Claim - Notification to the insurance company from the policy holder or health care provider (if you have assigned benefits) that a payment is due under provision of the insurance policy.
Co-Payment - The amount paid by the patient in addition to any deductible for covered services and supplies.
Deductible - The fixed dollar amount that is deducted from eligible expenses before the insurance company pays its share of benefits.
ERISA - Employee Retirement Income Security Act (of 1974) The U.S. Department of Labor, ERISA regulates employer-sponsored insurance plans and pension plans for employees.
Guaranteed Issue - Coverage that is available available regardless of prior health history employers (between 3 and 50 employees) cannot be refused coverage because of the medical history of one or more employees. Some individual plans are available on a Guaranteed Issue Basis, although premiums are higher.
Limitations - Conditions or circumstances for which benefits are not payable or are limited.

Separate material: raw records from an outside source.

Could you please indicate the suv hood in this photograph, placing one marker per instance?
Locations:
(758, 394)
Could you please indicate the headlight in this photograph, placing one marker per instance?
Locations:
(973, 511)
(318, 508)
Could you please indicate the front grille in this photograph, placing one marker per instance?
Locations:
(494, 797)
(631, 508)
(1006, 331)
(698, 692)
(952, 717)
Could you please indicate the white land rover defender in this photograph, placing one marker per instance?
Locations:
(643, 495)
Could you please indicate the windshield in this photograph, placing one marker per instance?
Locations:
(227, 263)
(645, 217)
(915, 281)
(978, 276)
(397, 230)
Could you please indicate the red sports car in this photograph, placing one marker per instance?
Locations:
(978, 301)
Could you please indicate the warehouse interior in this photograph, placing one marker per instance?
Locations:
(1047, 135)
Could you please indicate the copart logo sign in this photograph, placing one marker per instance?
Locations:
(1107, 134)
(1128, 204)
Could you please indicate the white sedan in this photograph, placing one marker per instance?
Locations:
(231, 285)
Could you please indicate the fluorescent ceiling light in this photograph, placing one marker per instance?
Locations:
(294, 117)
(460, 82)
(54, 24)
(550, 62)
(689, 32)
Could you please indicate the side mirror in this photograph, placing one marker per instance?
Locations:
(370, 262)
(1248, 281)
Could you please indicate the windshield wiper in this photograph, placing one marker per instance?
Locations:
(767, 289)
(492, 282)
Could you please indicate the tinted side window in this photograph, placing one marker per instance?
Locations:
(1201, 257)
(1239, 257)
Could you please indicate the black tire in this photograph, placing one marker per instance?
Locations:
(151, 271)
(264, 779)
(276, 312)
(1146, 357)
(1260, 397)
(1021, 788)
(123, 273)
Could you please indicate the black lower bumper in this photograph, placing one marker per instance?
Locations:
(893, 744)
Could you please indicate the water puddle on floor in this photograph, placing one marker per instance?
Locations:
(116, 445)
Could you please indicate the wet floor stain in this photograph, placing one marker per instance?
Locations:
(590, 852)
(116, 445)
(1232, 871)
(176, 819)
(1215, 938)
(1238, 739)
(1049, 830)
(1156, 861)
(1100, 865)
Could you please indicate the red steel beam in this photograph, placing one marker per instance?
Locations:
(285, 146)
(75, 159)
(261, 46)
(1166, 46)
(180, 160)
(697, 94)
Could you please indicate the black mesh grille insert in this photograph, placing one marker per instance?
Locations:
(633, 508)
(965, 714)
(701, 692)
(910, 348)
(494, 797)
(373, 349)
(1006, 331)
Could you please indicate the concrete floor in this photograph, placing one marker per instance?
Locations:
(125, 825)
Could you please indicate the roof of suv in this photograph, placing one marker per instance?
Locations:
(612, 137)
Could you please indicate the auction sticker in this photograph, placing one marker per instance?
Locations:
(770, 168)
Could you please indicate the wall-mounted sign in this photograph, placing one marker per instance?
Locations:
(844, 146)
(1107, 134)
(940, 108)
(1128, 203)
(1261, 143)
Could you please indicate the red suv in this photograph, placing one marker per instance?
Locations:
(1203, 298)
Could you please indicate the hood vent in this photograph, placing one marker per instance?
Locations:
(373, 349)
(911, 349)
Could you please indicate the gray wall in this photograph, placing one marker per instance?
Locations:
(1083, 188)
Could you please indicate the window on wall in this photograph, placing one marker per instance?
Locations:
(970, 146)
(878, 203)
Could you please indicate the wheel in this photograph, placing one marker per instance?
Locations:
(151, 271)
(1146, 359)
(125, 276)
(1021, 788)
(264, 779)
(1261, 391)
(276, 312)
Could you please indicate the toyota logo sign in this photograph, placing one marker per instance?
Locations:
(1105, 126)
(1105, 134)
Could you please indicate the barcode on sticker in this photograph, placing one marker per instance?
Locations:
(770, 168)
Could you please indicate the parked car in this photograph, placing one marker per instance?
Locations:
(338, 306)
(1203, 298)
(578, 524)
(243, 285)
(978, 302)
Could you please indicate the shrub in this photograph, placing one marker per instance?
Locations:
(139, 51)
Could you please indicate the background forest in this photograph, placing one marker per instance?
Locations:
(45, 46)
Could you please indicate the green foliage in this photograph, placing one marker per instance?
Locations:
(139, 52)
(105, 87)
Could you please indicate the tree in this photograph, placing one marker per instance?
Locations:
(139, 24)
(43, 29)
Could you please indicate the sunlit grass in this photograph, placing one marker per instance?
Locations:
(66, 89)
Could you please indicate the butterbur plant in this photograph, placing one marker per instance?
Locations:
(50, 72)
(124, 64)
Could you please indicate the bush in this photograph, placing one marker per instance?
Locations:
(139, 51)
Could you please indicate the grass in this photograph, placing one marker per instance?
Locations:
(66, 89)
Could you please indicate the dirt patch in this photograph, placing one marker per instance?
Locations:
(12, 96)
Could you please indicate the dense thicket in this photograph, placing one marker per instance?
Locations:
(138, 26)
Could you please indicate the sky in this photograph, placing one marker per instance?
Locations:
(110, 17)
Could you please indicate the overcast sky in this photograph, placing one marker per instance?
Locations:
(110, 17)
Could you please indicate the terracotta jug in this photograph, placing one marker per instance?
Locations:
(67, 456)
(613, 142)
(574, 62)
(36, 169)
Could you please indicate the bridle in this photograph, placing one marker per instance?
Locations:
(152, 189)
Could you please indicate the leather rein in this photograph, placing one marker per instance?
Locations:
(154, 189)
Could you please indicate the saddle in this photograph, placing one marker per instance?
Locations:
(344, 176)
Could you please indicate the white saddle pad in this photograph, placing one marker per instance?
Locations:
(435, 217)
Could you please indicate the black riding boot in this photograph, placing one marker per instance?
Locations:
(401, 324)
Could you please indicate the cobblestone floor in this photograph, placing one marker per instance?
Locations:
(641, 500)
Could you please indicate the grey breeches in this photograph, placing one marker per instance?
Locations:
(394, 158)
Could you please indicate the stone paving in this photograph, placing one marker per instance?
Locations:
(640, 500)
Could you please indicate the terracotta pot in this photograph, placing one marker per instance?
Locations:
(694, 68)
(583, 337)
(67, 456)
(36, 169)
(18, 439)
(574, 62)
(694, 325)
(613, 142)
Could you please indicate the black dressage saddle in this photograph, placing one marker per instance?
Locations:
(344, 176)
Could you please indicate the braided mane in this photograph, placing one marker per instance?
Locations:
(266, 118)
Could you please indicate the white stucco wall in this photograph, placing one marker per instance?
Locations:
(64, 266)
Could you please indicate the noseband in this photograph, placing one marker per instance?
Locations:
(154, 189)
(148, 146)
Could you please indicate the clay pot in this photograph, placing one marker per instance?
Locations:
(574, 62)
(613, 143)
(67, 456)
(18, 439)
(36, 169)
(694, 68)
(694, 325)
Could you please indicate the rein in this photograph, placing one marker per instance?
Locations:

It is important to read the limitations, exclusions and reductions clause in your policy or certificate of insurance to determine which expenses are not covered.
Medically Necessary - Insurance policies will pay only for treatment that is deemed "medically necessary " to restore a person’s health. For instance, many policies will not cover plastic surgery for cosmetic purposes.
Pre Existing Conditions - Any illness or health problems you had prior to obtaining insurance. Group health care policies will cover pre-existing conditions after you have been covered for up to 6 months; Individual plans up to 12 months.
Usual Reasonable Customary - Charges that a carrier determines normal for a medical procedure in a specific geographic area. If the charges and higher than what the health insurance company considers "normal", the health insurance company will not pay the amount of the charged in full. The balance is your responsibility.